Vascular injury after hip arthroplasty is a rare but potentially catastrophic complication. Nachbur et al.  reported 15 patients with vascular injury and identified an overall incidence of 0.25% during an 8-year period. Numerous mechanisms of injury have been identified. The most common include direct trauma from retractor placement; thrombotic occlusion from atherosclerotic plaque rupture or heat polymerization, migration, or implantation of a threaded cup; acetabular protrusion with removal of the cup and/or cement; acetabular reaming; and adjunctive acetabular screw fixation [2, 4, 5, 7, 8]. Sharma et al.  performed a questionnaire study among the members of the British Hip Society and reported on 26 vascular injuries. Fourteen of the 26 cases occurred during revision surgery and 86% occurred either immediately or within 48 hours of surgery. Shoenfeld et al.  retrospectively reviewed five patients from their experience and 63 from the literature to further define vascular injury during hip arthroplasty. Thirty-nine percent of these injuries occurred in revisions and 43% required emergent surgery. Of those that required emergency surgery, 67% were in the revision group, with the most common presentations being excessive bleeding and ischemia. The most commonly injured vessels were the external iliac artery (36), common femoral artery (17), and the external iliac vein (six). In addition, there was an overall 7% mortality rate and a 15% incidence of limb loss. Delayed presentation of arterial injury after THA also has been reported with false aneurysm occurrence in the femoral artery .
Based on the literature, most of the vascular injuries occurring during hip arthroplasty are in the region of the acetabulum and the proximal femur. Our report and another  describe cases of vascular injury related to cerclage wire placement at the middle to distal third of the femur. Both occurred during revision surgery, which has been identified as a risk factor for vascular injury . In addition, both occurred in the middle femur, where the femoral artery courses close to the femur as it prepares to enter Hunter's canal. With the growing popularity of using an extended trochanteric osteotomy to remove a well-fixed cementless femoral stem or to facilitate cement removal, the importance of passing cerclage wires in this region cannot be overemphasized. Our case shows the great care necessary when passing cerclage wires around the femur, particularly in the middle shaft to distal third of the femur near Hunter's canal. When using strut allografts, one must be even more diligent when passing cerclage wires, as the bulk of these grafts can change the contour of the femur and thus place the surrounding soft tissues at risk. In this situation, it is best to place the cerclage wires first around the femur and then pass them around the strut grafts to protect the nearby neurovascular structure (Fig. 5).

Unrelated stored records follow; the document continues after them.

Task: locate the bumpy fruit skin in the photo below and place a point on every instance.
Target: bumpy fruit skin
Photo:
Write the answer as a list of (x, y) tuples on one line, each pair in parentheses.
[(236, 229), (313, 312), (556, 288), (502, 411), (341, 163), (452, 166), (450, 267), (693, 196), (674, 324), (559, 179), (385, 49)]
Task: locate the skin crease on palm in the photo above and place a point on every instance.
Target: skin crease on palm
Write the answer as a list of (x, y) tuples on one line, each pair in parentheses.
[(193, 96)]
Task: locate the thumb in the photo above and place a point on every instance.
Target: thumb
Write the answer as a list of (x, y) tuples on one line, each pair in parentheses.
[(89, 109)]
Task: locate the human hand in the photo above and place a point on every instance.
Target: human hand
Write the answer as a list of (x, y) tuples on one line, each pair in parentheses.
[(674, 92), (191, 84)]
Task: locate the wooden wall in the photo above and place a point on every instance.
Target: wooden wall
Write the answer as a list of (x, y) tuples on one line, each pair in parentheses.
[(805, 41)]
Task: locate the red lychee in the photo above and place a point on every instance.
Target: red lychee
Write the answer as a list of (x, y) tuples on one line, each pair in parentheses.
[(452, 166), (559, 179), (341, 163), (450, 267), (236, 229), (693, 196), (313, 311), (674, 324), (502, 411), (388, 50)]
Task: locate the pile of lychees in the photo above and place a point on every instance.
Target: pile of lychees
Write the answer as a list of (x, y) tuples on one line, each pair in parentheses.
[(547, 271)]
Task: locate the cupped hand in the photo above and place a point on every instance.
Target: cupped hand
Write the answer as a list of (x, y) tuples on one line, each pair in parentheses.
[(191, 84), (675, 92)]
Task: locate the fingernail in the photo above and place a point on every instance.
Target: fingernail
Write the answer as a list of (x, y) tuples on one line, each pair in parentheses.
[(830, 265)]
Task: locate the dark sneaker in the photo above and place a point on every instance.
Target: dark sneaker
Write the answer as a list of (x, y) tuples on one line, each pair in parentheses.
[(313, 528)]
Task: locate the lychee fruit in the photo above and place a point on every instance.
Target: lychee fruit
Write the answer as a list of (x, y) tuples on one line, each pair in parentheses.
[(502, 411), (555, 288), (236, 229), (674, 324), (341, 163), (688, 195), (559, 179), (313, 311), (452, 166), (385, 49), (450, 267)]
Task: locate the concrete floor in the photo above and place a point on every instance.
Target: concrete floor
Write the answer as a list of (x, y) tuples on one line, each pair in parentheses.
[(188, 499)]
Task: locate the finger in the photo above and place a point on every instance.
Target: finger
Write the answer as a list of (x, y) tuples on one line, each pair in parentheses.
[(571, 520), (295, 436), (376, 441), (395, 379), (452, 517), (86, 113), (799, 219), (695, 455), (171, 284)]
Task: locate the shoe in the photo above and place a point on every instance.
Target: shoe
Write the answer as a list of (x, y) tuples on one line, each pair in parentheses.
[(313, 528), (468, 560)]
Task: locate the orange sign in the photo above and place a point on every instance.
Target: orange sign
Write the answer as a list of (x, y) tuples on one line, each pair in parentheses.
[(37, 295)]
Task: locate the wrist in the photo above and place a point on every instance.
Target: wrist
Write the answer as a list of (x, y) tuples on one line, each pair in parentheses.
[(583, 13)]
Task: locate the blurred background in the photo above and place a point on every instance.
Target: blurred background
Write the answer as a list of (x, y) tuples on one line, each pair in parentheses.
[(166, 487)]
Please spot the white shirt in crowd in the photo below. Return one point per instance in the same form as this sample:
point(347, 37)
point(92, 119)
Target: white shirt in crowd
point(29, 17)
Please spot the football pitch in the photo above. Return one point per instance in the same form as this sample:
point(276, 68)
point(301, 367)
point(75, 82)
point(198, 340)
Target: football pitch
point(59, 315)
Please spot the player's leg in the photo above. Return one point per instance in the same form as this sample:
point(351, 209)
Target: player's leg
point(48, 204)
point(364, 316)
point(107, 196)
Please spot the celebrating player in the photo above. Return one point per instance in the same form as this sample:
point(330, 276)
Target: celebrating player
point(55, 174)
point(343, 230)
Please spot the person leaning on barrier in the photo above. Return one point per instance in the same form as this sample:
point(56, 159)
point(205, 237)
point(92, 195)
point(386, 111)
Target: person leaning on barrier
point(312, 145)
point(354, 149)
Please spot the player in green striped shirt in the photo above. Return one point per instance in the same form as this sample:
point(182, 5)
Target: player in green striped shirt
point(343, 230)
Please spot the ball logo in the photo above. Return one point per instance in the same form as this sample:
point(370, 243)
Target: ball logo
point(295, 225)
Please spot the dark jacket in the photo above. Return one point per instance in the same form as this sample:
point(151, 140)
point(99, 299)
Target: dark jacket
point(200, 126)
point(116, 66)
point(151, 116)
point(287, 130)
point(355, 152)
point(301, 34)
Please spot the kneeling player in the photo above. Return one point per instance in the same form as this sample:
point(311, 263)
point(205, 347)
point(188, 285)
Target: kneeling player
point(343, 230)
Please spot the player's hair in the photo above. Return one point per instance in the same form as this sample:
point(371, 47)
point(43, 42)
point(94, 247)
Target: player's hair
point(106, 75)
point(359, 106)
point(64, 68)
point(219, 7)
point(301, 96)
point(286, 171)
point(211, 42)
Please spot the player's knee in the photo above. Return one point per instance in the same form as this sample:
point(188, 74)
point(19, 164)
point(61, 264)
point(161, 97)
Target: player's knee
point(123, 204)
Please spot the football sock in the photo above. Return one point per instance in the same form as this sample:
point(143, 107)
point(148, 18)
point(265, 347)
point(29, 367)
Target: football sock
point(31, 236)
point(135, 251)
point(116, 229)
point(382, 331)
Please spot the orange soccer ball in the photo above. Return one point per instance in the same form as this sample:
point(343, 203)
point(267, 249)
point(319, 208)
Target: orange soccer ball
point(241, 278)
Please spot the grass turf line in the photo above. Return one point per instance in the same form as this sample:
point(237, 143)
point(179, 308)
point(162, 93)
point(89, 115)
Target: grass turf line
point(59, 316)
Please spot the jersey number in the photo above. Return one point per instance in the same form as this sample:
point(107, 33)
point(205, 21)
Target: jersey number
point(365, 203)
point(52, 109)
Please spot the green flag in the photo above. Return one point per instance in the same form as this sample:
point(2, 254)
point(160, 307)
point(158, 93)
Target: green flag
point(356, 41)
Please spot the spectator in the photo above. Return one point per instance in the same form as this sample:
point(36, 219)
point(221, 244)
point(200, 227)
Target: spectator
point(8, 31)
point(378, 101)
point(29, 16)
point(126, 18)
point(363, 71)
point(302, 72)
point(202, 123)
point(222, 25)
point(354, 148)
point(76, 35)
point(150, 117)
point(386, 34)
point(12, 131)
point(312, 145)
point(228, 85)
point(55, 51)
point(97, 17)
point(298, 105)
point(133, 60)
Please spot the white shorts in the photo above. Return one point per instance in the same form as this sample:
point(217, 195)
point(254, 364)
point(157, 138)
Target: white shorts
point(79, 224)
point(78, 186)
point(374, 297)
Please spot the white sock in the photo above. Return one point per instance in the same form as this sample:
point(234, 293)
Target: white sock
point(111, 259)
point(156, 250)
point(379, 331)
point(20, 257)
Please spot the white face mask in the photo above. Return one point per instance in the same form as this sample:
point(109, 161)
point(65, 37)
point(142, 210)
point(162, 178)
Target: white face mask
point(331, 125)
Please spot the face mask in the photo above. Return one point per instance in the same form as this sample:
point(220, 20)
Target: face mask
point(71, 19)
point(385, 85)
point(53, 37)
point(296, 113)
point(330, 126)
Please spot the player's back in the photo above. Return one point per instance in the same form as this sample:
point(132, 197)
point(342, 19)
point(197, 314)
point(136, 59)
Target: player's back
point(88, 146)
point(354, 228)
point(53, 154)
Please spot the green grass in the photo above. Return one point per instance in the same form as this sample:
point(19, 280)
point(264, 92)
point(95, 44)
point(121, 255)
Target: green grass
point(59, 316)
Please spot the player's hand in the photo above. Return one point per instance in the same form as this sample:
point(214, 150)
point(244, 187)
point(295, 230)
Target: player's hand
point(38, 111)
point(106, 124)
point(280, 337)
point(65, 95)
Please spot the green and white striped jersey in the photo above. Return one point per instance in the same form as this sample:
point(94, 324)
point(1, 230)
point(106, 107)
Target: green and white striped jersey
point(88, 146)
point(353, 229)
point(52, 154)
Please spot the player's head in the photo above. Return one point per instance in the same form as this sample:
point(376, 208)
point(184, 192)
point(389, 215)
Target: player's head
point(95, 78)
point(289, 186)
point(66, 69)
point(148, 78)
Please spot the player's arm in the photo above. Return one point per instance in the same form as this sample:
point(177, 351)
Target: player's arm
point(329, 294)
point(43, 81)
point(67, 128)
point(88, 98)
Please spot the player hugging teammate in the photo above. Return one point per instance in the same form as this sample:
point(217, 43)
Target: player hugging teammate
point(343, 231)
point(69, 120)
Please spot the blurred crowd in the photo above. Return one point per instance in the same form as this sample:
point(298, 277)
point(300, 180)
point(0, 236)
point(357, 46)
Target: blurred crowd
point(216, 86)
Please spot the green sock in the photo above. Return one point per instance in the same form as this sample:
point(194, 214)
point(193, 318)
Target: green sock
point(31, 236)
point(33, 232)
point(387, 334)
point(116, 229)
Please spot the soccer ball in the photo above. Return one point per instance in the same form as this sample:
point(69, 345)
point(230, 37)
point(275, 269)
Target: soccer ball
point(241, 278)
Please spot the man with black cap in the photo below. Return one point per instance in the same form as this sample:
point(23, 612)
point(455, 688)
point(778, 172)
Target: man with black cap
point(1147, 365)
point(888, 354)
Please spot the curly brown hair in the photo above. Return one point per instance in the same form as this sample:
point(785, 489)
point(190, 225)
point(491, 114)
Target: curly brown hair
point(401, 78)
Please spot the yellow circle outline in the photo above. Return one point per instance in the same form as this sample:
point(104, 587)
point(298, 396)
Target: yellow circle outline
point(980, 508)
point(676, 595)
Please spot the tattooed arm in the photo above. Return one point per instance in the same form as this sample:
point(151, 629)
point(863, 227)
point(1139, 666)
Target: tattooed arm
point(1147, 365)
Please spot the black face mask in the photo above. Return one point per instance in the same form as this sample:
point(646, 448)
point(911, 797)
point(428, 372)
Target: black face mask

This report was written retrospectively several years after the injury to our patient occurred and some of the specific details involving the case were not readily available. The way in which the initial injury was evaluated may not be agreed upon by all. However, our case shows the importance of an early postoperative neurovascular check to recognize any form of neurovascular injury. In our patient, even though the predominant finding appeared to be a neurologic deficit, it ultimately allowed us to identify the vascular injury and treat it emergently to restore blood flow to the limb. If recognized early and dealt with appropriately, vascular injury after hip arthroplasty can be associated with acceptable outcomes . However, if the diagnosis is delayed, the potential for disastrous complications, such as loss of the limb or even death, is real . Therefore, the most important treatment for a vascular injury after hip arthroplasty is prevention. This starts with a thorough preoperative examination to detect any degree of arterial or neurologic insufficiency in the lower extremity and then requires a high index of suspicion postoperatively so that a prompt diagnosis can be made and treated appropriately.